### Note
* Instructions have been included for each segment. You do not have to follow them exactly, but they are included to help you think through the steps.

In [1]:
# Dependencies and Setup
import pandas as pd

# File to Load (Remember to Change These)
file_to_load = "Resources/purchase_data.csv"

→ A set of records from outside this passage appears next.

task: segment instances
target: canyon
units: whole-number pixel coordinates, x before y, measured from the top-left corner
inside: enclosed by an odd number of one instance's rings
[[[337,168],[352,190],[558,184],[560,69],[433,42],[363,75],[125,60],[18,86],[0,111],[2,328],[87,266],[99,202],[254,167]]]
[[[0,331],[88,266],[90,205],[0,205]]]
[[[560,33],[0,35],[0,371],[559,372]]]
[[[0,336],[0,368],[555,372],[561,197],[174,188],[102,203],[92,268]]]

# Read Purchasing File and store into Pandas data frame
purchase_data = pd.read_csv(file_to_load)
purchase_data.head()

Unnamed: 0,Purchase ID,SN,Age,Gender,Item ID,Item Name,Price
0,0,Lisim78,20,Male,108,"Extraction, Quickblade Of Trembling Hands",3.53
1,1,Lisovynya38,40,Male,143,Frenzied Scimitar,1.56
2,2,Ithergue48,24,Male,92,Final Critic,4.88
3,3,Chamassasya86,24,Male,100,Blindscythe,3.27
4,4,Iskosia90,23,Male,131,Fury,1.44


## Player Count

In [2]:
# Calculate unique players using value counts to remove duplicates
player_unique = purchase_data["SN"].unique()
player_count = len(player_unique)
display =pd.DataFrame({"Number of Unique Players": [player_count]})
display

Unnamed: 0,Number of Unique Players
0,576


## Purchasing Analysis (Total)

In [18]:
# Define Variables
purchase_count = purchase_data["SN"].count()
item_unique = purchase_data["Item ID"].unique()
item_count = len(item_unique)
total_revenue = sum(purchase_data["Price"])
avg_price = total_revenue / purchase_count 

# Create summary table
summary_df =pd.DataFrame({"Number of Unique Items": [item_count], "Average Price":  [avg_price],
                          "Number of Purchases":  [purchase_count], "Total Revenue": [total_revenue]})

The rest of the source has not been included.